Maitland ML, Bakris GL, Black HR, Chen HX, Durand JB, Elliott WJ, Ivy SP, Leier CV, Lindenfeld J, Liu G, Remick SC, Steingart R, Tang WH, Cardiovascular Toxicities Panel, Convened by the Angiogenesis Task Force of the National Cancer Institute Investigational Drug Steering Committee
J Natl Cancer Inst. 2010;102(9):596. Epub 2010 Mar 29.

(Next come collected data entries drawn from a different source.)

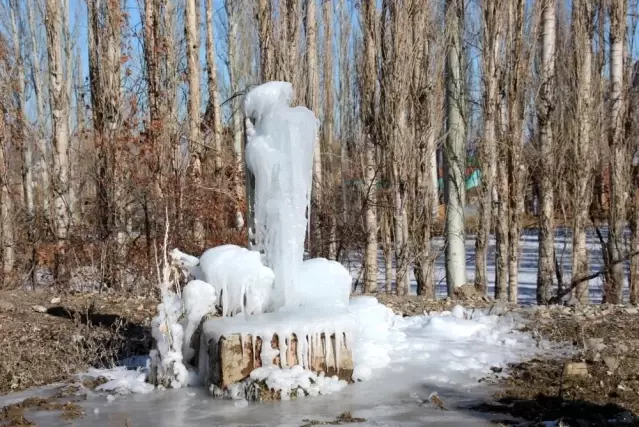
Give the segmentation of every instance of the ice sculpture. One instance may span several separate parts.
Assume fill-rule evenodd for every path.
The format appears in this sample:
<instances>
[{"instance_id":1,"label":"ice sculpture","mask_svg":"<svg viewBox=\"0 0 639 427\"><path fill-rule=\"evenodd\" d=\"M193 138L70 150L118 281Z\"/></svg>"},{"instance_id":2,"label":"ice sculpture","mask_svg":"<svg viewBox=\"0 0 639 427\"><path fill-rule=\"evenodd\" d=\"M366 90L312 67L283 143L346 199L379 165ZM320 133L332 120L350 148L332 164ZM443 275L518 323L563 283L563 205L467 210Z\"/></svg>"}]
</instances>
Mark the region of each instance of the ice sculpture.
<instances>
[{"instance_id":1,"label":"ice sculpture","mask_svg":"<svg viewBox=\"0 0 639 427\"><path fill-rule=\"evenodd\" d=\"M253 377L262 378L268 373L272 381L272 375L280 369L274 366L274 358L279 356L278 363L286 368L292 345L296 354L291 360L296 360L302 369L312 368L317 358L323 357L321 363L327 365L332 360L339 370L343 359L340 351L348 346L351 332L356 329L355 317L348 310L352 279L335 261L304 261L318 121L309 109L290 107L292 98L293 88L286 82L265 83L245 95L246 172L251 183L248 218L253 244L251 250L218 246L200 258L177 249L171 251L174 264L195 280L182 295L182 316L176 312L175 298L170 295L170 301L161 306L172 307L170 315L160 313L154 319L154 337L164 343L154 350L155 366L163 366L161 359L166 356L180 362L171 367L193 363L198 366L200 379L206 382L211 343L216 345L224 337L239 334L242 352L245 338L250 337L252 347L248 348L252 354L257 338L270 343L272 337L279 337L278 349L273 350L276 355L267 347L262 350L260 366L268 369ZM205 286L207 283L210 287ZM201 324L213 306L221 309L223 319L203 323L198 332L199 351L195 351L193 340L198 337L193 338L194 325ZM166 321L173 324L165 325ZM172 331L180 342L165 343L163 330ZM175 354L180 347L184 354ZM350 350L345 354L350 358ZM253 360L250 363L254 366ZM186 385L185 370L167 369L172 371L178 371L179 378L162 383L171 387Z\"/></svg>"}]
</instances>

Hypertension is a mechanism-based toxic effect of drugs that inhibit the vascular endothelial growth factor signaling pathway (VSP). Substantial evidence exists for managing hypertension as a chronic condition, but there are few prospectively collected data on managing acute hypertension caused by VSP inhibitors. The Investigational Drug Steering Committee of the National Cancer Institute convened an interdisciplinary cardiovascular toxicities expert panel to evaluate this problem, to make recommendations to the Cancer Therapy Evaluation Program on further study, and to structure an approach for safe management by treating physicians. The panel reviewed: the published literature on blood pressure (BP), hypertension, and specific VSP inhibitors; abstracts from major meetings; shared experience with the development of VSP inhibitors; and established principles of hypertension care. The panel generated a consensus report including the recommendations on clinical concerns summarized here. To support the greatest possible number of patients to receive VSP inhibitors safely and effectively, the panel had four recommendations: 1) conduct and document a formal risk assessment for potential cardiovascular complications, 2) recognize that preexisting hypertension will be common in cancer patients and should be identified and addressed before initiation of VSP inhibitor therapy, 3) actively monitor BP throughout treatment with more frequent assessments during the first cycle of treatment, and 4) manage BP with a goal of less than 140/90 mmHg for most patients (and to lower, prespecified goals in patients with specific preexisting cardiovascular risk factors). Proper agent selection, dosing, and scheduling of follow-up should enable maintaining VSP inhibition while avoiding the complications associated with excessive or prolonged elevation in BP.